In der Rente werden wir den Nachhaltigkeitsfaktor – wie aktuell im Gesetz vorgesehen – ab 2026 wieder greifen lassen. Das heißt auch: Egal wie sich Löhne oder Beschäftigtenzahlen entwickeln. Es wird niemals Rentenkürzungen geben. Aber wir müssen die Rentensteigerungen abmildern, damit das System finanzierbar bleibt. Wir werden nach Erreichen der Rente mit 67 das Renteneintrittsalter moderat an die steigende Lebenserwartung anpassen. Wer länger lebt, soll auch mehr Ruhestandszeit genießen, aber für drei Monate längeres Leben, sollen zwei im Berufsleben und einer in der Rente verbracht werden, um die Belastungen für die Beitragszahler nicht zu hoch werden zu lassen. Und wir werden die kapitalgedeckte Altersversorgung so ausbauen, dass jeder – auch Geringverdiener – künftig ein Vorsorgeniveau haben, das dann über den aktuellen Rentenzahlungen sein wird. Die Kombination aus reduziertem Umlagesystem und ausgebauter privater Altersversorgung wird das Vorsorgeniveau insgesamt verbessern. Dabei werden wir speziell für Geringverdiener die staatlichen Zuschüsse so ausbauen, dass auch sie sich eine private kapitalgedeckte Altersvorsorge leisten können. Diese Geldanlagen werden zugleich einen Investitionsboom in Deutschland auslösen, weil ein Teil der Gelder in deutsche Unternehmen fließen wird.

Die abschlagsfreie Frührente für besonders langjährig Versicherte, gemeinhin „Rente mit 63“ genannt, werden wir abschaffen, weil es eine ungerechte Privilegierung meist gut verdienender, oft topfitter Industriearbeiter und Verwaltungsangestellter ist, die von allen Beitragszahlern und den übrigen Rentnern bezahlt werden muss.

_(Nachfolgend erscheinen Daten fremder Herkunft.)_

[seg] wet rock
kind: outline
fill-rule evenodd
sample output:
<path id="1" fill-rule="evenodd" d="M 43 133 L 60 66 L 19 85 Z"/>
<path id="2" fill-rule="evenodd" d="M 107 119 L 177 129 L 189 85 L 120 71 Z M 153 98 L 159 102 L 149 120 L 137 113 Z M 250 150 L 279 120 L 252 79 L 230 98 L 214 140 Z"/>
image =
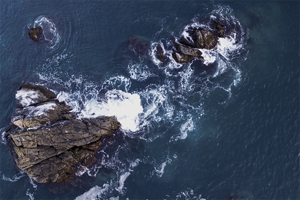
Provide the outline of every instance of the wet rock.
<path id="1" fill-rule="evenodd" d="M 200 57 L 201 56 L 201 55 L 202 55 L 202 52 L 198 50 L 185 46 L 176 42 L 174 42 L 174 47 L 177 52 L 180 53 L 190 56 L 194 57 Z"/>
<path id="2" fill-rule="evenodd" d="M 138 56 L 144 56 L 147 54 L 150 42 L 135 36 L 131 36 L 128 40 L 128 48 Z"/>
<path id="3" fill-rule="evenodd" d="M 40 38 L 42 30 L 40 27 L 30 28 L 28 34 L 30 36 L 30 39 L 32 40 L 35 42 L 38 42 L 38 38 Z"/>
<path id="4" fill-rule="evenodd" d="M 180 39 L 179 39 L 178 42 L 181 44 L 185 45 L 186 46 L 192 47 L 192 48 L 194 48 L 196 47 L 192 42 L 188 41 L 188 40 L 186 40 L 186 38 L 183 36 L 181 37 Z"/>
<path id="5" fill-rule="evenodd" d="M 218 38 L 224 38 L 225 26 L 218 21 L 214 20 L 210 24 L 210 27 L 214 30 L 214 34 Z"/>
<path id="6" fill-rule="evenodd" d="M 160 60 L 164 62 L 166 60 L 167 57 L 164 54 L 164 50 L 160 46 L 156 46 L 156 56 Z"/>
<path id="7" fill-rule="evenodd" d="M 12 122 L 20 128 L 38 127 L 48 122 L 56 122 L 62 114 L 71 110 L 58 100 L 18 108 Z"/>
<path id="8" fill-rule="evenodd" d="M 48 102 L 41 102 L 44 98 L 36 98 L 40 97 L 36 93 L 30 98 L 32 91 L 48 92 L 40 86 L 25 86 L 20 90 L 22 96 L 30 100 L 30 104 L 34 104 L 16 110 L 12 122 L 18 127 L 6 129 L 6 138 L 17 166 L 38 182 L 72 180 L 80 169 L 94 162 L 100 139 L 120 126 L 114 117 L 76 119 L 64 102 L 52 98 L 52 93 Z"/>

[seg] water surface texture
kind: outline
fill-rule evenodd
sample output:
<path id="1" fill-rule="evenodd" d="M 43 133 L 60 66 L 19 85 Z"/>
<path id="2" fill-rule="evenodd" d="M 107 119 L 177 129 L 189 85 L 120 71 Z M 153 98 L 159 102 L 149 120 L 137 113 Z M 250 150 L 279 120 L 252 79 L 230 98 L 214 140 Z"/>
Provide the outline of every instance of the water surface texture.
<path id="1" fill-rule="evenodd" d="M 2 134 L 2 200 L 300 200 L 300 4 L 290 0 L 0 3 L 0 128 L 22 84 L 122 129 L 73 184 L 37 184 Z M 232 31 L 180 64 L 172 40 L 216 18 Z M 38 42 L 28 36 L 40 26 Z M 148 41 L 146 55 L 128 48 Z M 164 46 L 166 64 L 156 57 Z"/>

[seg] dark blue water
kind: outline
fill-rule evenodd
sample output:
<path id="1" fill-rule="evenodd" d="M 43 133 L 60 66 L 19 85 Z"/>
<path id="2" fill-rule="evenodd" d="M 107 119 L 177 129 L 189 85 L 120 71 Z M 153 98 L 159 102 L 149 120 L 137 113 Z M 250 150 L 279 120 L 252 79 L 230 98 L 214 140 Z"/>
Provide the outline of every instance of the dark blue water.
<path id="1" fill-rule="evenodd" d="M 79 116 L 116 116 L 122 129 L 66 186 L 34 182 L 2 138 L 0 198 L 300 200 L 298 2 L 28 2 L 0 4 L 0 128 L 31 83 Z M 212 16 L 234 32 L 208 66 L 127 48 L 134 35 L 168 50 Z M 28 35 L 34 26 L 38 42 Z"/>

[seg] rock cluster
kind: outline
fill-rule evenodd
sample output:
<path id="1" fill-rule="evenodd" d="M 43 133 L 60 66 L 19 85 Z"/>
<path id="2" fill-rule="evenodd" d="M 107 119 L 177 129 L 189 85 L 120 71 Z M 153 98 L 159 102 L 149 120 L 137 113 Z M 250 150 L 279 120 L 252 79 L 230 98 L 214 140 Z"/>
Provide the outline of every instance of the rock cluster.
<path id="1" fill-rule="evenodd" d="M 192 40 L 184 36 L 178 42 L 174 42 L 172 56 L 176 62 L 182 64 L 190 62 L 196 58 L 202 58 L 199 49 L 212 50 L 216 46 L 218 38 L 224 36 L 225 26 L 219 22 L 213 21 L 211 24 L 212 31 L 202 28 L 190 28 L 187 31 Z"/>
<path id="2" fill-rule="evenodd" d="M 41 86 L 23 86 L 16 96 L 21 106 L 6 138 L 18 166 L 38 182 L 72 180 L 94 162 L 100 139 L 120 126 L 114 117 L 76 119 L 70 107 Z"/>
<path id="3" fill-rule="evenodd" d="M 38 42 L 38 38 L 40 38 L 42 33 L 42 30 L 40 27 L 30 28 L 28 34 L 30 36 L 30 38 L 35 42 Z"/>

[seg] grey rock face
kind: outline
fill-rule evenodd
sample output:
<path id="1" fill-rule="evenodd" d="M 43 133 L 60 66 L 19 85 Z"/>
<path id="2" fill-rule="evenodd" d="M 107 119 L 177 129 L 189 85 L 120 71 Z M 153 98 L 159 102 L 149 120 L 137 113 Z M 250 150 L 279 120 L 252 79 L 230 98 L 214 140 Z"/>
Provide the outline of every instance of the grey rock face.
<path id="1" fill-rule="evenodd" d="M 70 108 L 47 91 L 34 86 L 20 88 L 17 99 L 26 106 L 16 110 L 12 122 L 18 128 L 10 128 L 6 138 L 17 166 L 30 176 L 38 182 L 65 184 L 95 161 L 100 140 L 120 124 L 110 116 L 76 119 L 68 112 Z"/>

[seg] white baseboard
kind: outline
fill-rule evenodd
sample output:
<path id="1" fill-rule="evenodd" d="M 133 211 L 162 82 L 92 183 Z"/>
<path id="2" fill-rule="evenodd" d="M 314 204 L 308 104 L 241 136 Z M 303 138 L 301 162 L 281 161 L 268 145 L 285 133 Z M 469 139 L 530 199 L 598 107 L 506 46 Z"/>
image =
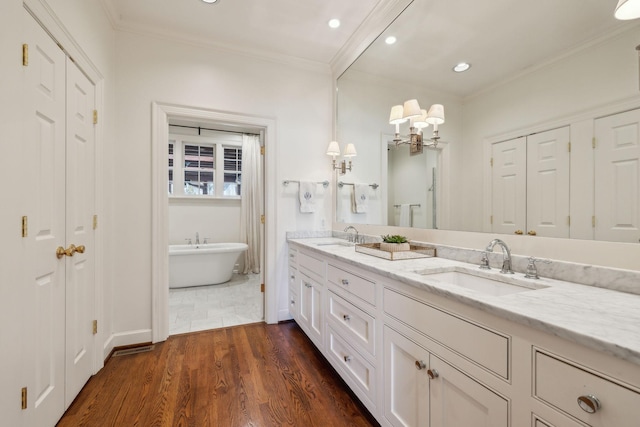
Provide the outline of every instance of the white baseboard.
<path id="1" fill-rule="evenodd" d="M 278 311 L 278 322 L 284 322 L 285 320 L 291 320 L 291 313 L 289 313 L 289 309 L 285 308 Z"/>

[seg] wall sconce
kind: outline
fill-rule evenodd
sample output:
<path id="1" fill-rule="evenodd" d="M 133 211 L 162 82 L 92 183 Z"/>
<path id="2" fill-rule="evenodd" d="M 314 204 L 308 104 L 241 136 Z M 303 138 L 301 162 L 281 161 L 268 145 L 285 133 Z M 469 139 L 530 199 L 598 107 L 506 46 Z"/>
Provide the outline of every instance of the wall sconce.
<path id="1" fill-rule="evenodd" d="M 357 154 L 356 147 L 353 144 L 347 144 L 344 148 L 344 153 L 342 154 L 344 157 L 349 159 L 349 166 L 347 166 L 346 160 L 343 160 L 340 163 L 336 162 L 336 156 L 340 155 L 340 145 L 337 141 L 331 141 L 327 147 L 327 156 L 333 157 L 333 170 L 339 170 L 340 175 L 344 175 L 347 173 L 347 170 L 350 171 L 353 168 L 353 165 L 351 164 L 351 157 L 355 157 Z"/>
<path id="2" fill-rule="evenodd" d="M 400 124 L 409 121 L 409 136 L 400 137 Z M 438 125 L 444 123 L 444 106 L 442 104 L 433 104 L 429 111 L 420 109 L 420 105 L 416 99 L 405 101 L 404 105 L 394 105 L 391 107 L 389 115 L 389 124 L 396 126 L 395 137 L 393 142 L 396 145 L 410 144 L 411 153 L 422 153 L 423 145 L 427 147 L 437 147 L 440 136 L 438 135 Z M 422 138 L 422 129 L 433 125 L 433 135 L 429 139 L 430 143 L 424 143 Z"/>

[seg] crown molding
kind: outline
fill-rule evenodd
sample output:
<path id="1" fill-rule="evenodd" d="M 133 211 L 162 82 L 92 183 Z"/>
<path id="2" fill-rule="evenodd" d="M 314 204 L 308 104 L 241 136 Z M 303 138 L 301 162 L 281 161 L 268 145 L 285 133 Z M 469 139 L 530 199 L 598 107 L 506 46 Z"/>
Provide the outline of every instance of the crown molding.
<path id="1" fill-rule="evenodd" d="M 413 0 L 380 0 L 329 65 L 337 79 L 367 47 L 411 4 Z"/>

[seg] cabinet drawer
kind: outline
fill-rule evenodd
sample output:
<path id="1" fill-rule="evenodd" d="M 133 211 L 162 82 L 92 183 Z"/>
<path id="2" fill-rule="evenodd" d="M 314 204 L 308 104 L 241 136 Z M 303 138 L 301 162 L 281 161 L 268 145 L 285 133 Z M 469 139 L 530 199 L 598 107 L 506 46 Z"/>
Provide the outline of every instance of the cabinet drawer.
<path id="1" fill-rule="evenodd" d="M 376 304 L 376 284 L 331 264 L 327 267 L 327 280 L 352 293 L 371 305 Z"/>
<path id="2" fill-rule="evenodd" d="M 350 302 L 329 292 L 329 319 L 342 336 L 375 356 L 375 319 Z"/>
<path id="3" fill-rule="evenodd" d="M 305 252 L 298 253 L 298 268 L 309 277 L 324 283 L 324 261 Z"/>
<path id="4" fill-rule="evenodd" d="M 384 289 L 384 311 L 472 362 L 509 378 L 509 338 L 435 307 Z"/>
<path id="5" fill-rule="evenodd" d="M 593 427 L 638 426 L 639 393 L 540 351 L 534 363 L 534 395 L 545 403 Z M 600 403 L 595 413 L 578 403 L 589 396 Z"/>
<path id="6" fill-rule="evenodd" d="M 289 248 L 289 265 L 297 265 L 298 264 L 298 250 L 294 248 Z"/>
<path id="7" fill-rule="evenodd" d="M 345 371 L 351 378 L 351 383 L 355 383 L 369 400 L 375 402 L 375 368 L 347 344 L 331 326 L 328 328 L 328 334 L 329 358 L 334 366 Z"/>

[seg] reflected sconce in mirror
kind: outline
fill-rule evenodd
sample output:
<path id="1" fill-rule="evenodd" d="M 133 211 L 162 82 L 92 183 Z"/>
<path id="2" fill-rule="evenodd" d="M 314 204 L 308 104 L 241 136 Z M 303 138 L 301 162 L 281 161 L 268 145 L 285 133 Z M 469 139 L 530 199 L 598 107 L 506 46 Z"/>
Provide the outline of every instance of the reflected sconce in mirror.
<path id="1" fill-rule="evenodd" d="M 357 155 L 356 147 L 353 144 L 347 144 L 344 147 L 344 153 L 342 156 L 345 157 L 345 160 L 342 160 L 340 163 L 336 161 L 336 157 L 340 155 L 340 145 L 337 141 L 331 141 L 329 146 L 327 147 L 327 156 L 333 157 L 333 170 L 339 170 L 340 175 L 344 175 L 347 171 L 351 171 L 353 165 L 351 164 L 351 158 Z M 349 159 L 349 166 L 347 166 L 347 160 Z"/>
<path id="2" fill-rule="evenodd" d="M 409 121 L 409 136 L 401 137 L 400 125 Z M 442 104 L 433 104 L 429 111 L 420 109 L 418 100 L 410 99 L 405 101 L 404 105 L 394 105 L 391 107 L 389 115 L 389 124 L 395 125 L 396 132 L 393 142 L 396 145 L 410 144 L 411 153 L 421 153 L 422 147 L 437 147 L 440 136 L 438 135 L 438 126 L 444 123 L 444 106 Z M 422 129 L 433 125 L 433 135 L 424 142 L 422 137 Z"/>
<path id="3" fill-rule="evenodd" d="M 623 21 L 640 18 L 640 0 L 619 0 L 613 16 Z"/>

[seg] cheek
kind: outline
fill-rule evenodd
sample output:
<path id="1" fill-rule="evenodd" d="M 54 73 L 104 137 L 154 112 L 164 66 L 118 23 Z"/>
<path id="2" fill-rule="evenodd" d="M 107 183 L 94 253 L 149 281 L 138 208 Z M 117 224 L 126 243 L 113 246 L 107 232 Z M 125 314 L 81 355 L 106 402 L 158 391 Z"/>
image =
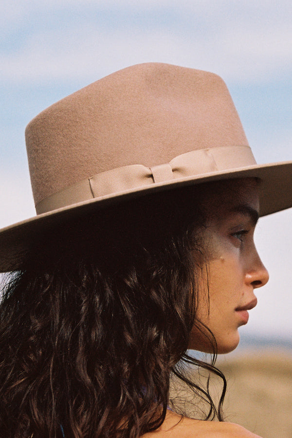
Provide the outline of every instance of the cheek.
<path id="1" fill-rule="evenodd" d="M 241 290 L 243 271 L 238 257 L 221 255 L 212 260 L 208 274 L 210 300 L 228 301 Z"/>

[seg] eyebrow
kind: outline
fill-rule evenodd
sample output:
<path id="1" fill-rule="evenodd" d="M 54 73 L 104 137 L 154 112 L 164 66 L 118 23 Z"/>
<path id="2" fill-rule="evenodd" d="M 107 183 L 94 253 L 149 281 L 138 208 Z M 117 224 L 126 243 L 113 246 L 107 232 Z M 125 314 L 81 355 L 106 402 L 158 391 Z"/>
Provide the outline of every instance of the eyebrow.
<path id="1" fill-rule="evenodd" d="M 258 212 L 256 210 L 246 204 L 237 205 L 232 208 L 230 212 L 231 213 L 239 213 L 245 215 L 246 216 L 249 216 L 254 226 L 256 225 L 259 217 Z"/>

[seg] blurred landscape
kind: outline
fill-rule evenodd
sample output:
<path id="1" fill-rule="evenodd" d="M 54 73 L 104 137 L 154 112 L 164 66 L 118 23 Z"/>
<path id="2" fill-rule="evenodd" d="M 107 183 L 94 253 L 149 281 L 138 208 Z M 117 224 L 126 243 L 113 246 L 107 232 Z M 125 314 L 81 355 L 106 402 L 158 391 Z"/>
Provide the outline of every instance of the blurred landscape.
<path id="1" fill-rule="evenodd" d="M 227 379 L 227 420 L 264 438 L 292 438 L 292 350 L 242 349 L 217 366 Z"/>
<path id="2" fill-rule="evenodd" d="M 223 404 L 226 421 L 241 424 L 263 438 L 292 438 L 292 342 L 278 338 L 244 336 L 239 347 L 218 356 L 216 366 L 224 374 L 227 390 Z M 207 373 L 190 370 L 196 383 L 206 384 Z M 210 382 L 212 398 L 218 402 L 222 382 Z M 171 407 L 178 413 L 202 418 L 206 405 L 174 378 Z"/>

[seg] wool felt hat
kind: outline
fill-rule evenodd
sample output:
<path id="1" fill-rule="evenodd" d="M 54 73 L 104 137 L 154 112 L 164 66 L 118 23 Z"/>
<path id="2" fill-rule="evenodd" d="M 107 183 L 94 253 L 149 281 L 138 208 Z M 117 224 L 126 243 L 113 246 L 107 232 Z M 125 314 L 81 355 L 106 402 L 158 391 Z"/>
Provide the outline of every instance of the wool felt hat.
<path id="1" fill-rule="evenodd" d="M 25 133 L 37 216 L 0 230 L 0 271 L 38 234 L 147 194 L 223 179 L 262 181 L 261 216 L 292 206 L 292 162 L 257 164 L 217 75 L 133 66 L 62 99 Z"/>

In der Energie- und Klimapolitik hat sich Deutschland verrannt. Der erzwungene Ausstieg aus der Kernenergie war ökonomisch und für den Klimaschutz eine Katastrophe. Die politische Verengung auf einzelne Technologien, die gefördert, und andere, die politisch tabuisiert werden, hat uns in eine teure Sackgasse geführt. Wir setzen in Zukunft konsequent auf den Markt. Es gibt keine technologischen Verbote mehr, CO2-Ausstoß wird über das Zertifikate-System bepreist, das EEG läuft mit entsprechenden Fristen rechtssicher aus, Genehmigungsverfahren für neue Kraftwerke – egal ob erneuerbar oder konventionell – werden radikal beschleunigt, Bürokratie wird abgebaut – den Rest überlassen wir souveränen Konsumenten-Entscheidungen und findigen Ingenieuren. Das Ergebnis wird eine stabilere sowie günstigere Strom- und Energieversorgung sein.

In diesem Sinne werden wir auch das nationale Ziel der Klimaneutralität aufgeben, weil es in einem EU-weiten Zertifikatemarkt keinen Sinn macht, allein höhere Kosten für einen früheren Ausstieg aus der CO2-Emission auf sich zu nehmen, während es dadurch für alle anderen billiger wird und sie dann mehr CO2 ausstoßen können. Dem Klima wird damit nicht geholfen, dafür werden die Wirtschaft und die Bürger massiv geschädigt. Wir werden massiv für einen einheitlichen weltweiten CO2-Zertifikatehandel mit gleichem Ausstiegsdatum werben, damit Klimaschutz endlich wirksam weltweit funktioniert und wir nicht mehr einseitig europäische Unternehmen und unsere Bürger belasten, ohne das Klima maßgeblich zu schützen.

Meine Damen und Herren,
das alles sind harte, aber notwendige Entscheidungen. Wie bei einem harten Training beim Sport sind sie aber die einzige Chance, dass wir am Ende wieder auf dem Siegertreppchen landen. Und das muss unser Ziel sein.

Wenn wir den Mut jetzt nicht aufbringen, dann droht uns mehr als der Verlust von Arbeitsplätzen: der Verlust von sozialem Frieden und Vertrauen in unser Erfolgsmodell – der sozialen Marktwirtschaft. Deshalb sage ich heute, mit aller Klarheit: Wir haben keine Zeit mehr zu verlieren. Deutschland braucht jetzt echte Reformen.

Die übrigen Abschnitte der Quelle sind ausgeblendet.